The list is endless, while we busy ourselves searching for medical supplies fucking stolen by the Trump crime syndicate.

Much of the American citizenry are being boxed in with no recourse in their lives, and if you add in the fact of voter restrictions and the very real possibility that elections may be canceled or their results ignored if vermin republicans lose them, read history to see what is goddamned coming.

Fuck the Constitution.

There are 600,000 postal workers placing themselves in harm's way delivering mail every day, except for McKinney's, to Covid-19 infected and asymptomatic republicans across the country, the latter of whom hate postal workers, like they do teachers, and just about anyone else who isn't them, except to the extent, like all of the working class, republicans can get more labor out of them while paying less for the privilege of having their asses kissed.

The Trump Republican Party wants to cut their pay, destroy their jobs, and eliminate their pensions.

It's time for the 600,000 to prepare to go fucking go postal, and I mean that in the original sense of the phrase, not the cute "quote fingers" sense.

The Trump Republican Party will soon disallow all legal liability tort action across the board against all business enterprises and government.

Won't work.

OK, maybe you can shield the government. But not business enterprises. Why not? you ask. Because . . . "Corporations are people, too!"


wj - the GOP may not be able to bar all legal tort claims against businesses, but they can make the ability to bring suit meaningless by capping awards. As they have been doing for a very long time now.

How about, no matter how much pain and suffering a company has caused (let's say, e.g., Boeing and the 787 MAX) the only amount awarded to the families can be the extrapolated expected lifetime earnings of each dead passenger. And punitive damages are capped at, let's say, $500K. Altogether, that is; not per passenger.

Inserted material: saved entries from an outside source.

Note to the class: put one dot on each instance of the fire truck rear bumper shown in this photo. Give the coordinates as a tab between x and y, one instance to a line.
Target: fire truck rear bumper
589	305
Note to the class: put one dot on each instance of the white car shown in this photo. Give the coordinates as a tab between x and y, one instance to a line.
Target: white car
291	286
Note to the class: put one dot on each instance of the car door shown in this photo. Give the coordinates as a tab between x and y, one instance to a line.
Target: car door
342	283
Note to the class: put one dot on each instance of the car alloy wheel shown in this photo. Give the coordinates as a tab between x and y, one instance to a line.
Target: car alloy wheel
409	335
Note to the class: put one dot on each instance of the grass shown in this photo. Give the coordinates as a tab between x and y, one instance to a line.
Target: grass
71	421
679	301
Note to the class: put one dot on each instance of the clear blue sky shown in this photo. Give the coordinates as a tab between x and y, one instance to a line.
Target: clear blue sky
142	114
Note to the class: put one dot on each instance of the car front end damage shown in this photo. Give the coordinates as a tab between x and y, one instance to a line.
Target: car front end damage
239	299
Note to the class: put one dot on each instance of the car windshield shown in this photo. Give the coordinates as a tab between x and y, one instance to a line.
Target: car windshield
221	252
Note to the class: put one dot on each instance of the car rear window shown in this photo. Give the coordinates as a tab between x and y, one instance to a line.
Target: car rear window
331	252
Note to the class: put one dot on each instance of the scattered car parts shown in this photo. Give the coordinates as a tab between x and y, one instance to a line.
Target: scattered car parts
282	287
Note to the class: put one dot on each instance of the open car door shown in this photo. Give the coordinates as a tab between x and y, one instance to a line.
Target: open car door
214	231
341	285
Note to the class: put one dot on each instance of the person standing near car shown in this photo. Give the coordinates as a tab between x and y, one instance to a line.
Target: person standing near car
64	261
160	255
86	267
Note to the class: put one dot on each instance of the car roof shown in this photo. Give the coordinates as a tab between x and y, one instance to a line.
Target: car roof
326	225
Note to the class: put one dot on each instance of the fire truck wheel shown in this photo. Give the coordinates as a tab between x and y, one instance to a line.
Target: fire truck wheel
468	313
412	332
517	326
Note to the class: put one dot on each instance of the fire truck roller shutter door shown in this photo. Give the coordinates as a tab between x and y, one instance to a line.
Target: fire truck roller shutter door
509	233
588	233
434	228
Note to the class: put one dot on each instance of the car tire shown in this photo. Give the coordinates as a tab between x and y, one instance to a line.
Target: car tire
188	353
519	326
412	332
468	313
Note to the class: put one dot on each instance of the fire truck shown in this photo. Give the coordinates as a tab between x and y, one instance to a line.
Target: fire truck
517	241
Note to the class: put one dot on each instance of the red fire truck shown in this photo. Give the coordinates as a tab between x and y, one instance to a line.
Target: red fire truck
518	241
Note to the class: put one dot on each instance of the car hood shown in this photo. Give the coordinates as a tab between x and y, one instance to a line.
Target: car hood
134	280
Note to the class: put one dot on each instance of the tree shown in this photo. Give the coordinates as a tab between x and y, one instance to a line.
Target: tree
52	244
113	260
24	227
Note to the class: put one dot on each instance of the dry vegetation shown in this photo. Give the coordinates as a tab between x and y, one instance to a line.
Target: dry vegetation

Boeing might act differently, if only because airline passengers tend to notice things like planes falling out of the sky because the manufacturer offered vital safety equipment and training as an (expensive!) "option."

But product liability? Particularly, long term product liability (e.g., Tylenol and liver damage)? A lot of that happens under the radar. Capping damages means that lawsuits cost less than fixing the problem, and become an "acceptable cost" of doing business.



I know Clorox, the corporation is not to blame for this. I know the regulators who police Clorox and the libtards who pushed thru product labeling, against the full-throated opposition of most of the Republican Party paid off, sure, by lobbyists hired by Clorox to stave off the cost and funky PR of such labeling, but, Clorox followed the law, once it was the law, unlike the conservative movement today) in case this might happen, even accidentally among stupid people.

But this bleach-guzzling right here, activated from on-high, is a whole 'nother level of tort.

Think about it.

Revolutions, the guillotine, Johnny Tremain taking potshots from the hedgerows have been among the species of informal torts throughout history.

I don't own shares in Clorox. But I've thought about it.